The Earth-based Atacama Large Millimeter/submillimeter Array (ALMA) has captured a high-resolution image of an Einstein ring effect in what CNET indicated in a report to be the highest-resolution image of the galaxy which has ever been produced.
An Einstein ring is an effect in which an object viewed is magnified and distorted by a galaxy between both objects in such a way as to form a circle.
The starburst galaxy seen through the gravitational lensing effect is known as SDP.81. Light measured from the galaxy is estimated to be around 13.82 billion years old, which is a distance usually too far to see.
The recently captured Einstein ring comes as a result of when two objects are perfectly aligned, creating a gravitational lensing warp leading to the formation of what appears to be a perfect circle in the night sky.
ALMA Deputy Program Scientist Catherine Vlahakis was quoted by Space.com as having said in a statement that “the astounding level of detail in these new ALMA images” will allow astronomers to “reassemble the information contained in the distorted image we see as a ring and produce a reconstruction of the true image of the distant galaxy.”

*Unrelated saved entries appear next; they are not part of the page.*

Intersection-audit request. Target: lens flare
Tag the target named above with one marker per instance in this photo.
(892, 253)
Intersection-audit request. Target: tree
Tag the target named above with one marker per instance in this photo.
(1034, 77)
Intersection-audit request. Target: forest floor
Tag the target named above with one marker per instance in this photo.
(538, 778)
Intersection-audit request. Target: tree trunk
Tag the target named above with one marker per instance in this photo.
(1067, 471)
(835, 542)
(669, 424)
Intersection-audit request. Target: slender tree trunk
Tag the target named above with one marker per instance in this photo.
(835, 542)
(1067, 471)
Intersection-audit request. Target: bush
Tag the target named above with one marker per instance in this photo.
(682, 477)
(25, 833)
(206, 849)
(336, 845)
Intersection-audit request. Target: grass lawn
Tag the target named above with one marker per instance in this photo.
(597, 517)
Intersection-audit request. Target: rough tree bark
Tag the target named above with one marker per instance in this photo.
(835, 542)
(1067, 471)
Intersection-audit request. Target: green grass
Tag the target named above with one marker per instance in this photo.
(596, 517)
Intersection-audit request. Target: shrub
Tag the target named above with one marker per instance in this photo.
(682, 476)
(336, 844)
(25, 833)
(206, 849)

Gravitational lensing is used in astronomy to study the very distant, very early universe, because it gives even our best telescopes an impressive boost in power […] With the astounding level of detail in these new ALMA images, astronomers will now be able to reassemble the information contained in the distorted image we see as a ring and produce a reconstruction of the true image of the distant galaxy.
Last month, we reported here on Immortal News that the Hubble Space Telescope captured images which confirmed another one of Albert Einstein’s theories known as the Einstein cross. In witnessing the event, astronomers effectively watched the same supernova explode four separate times as a result of gravitational lensing.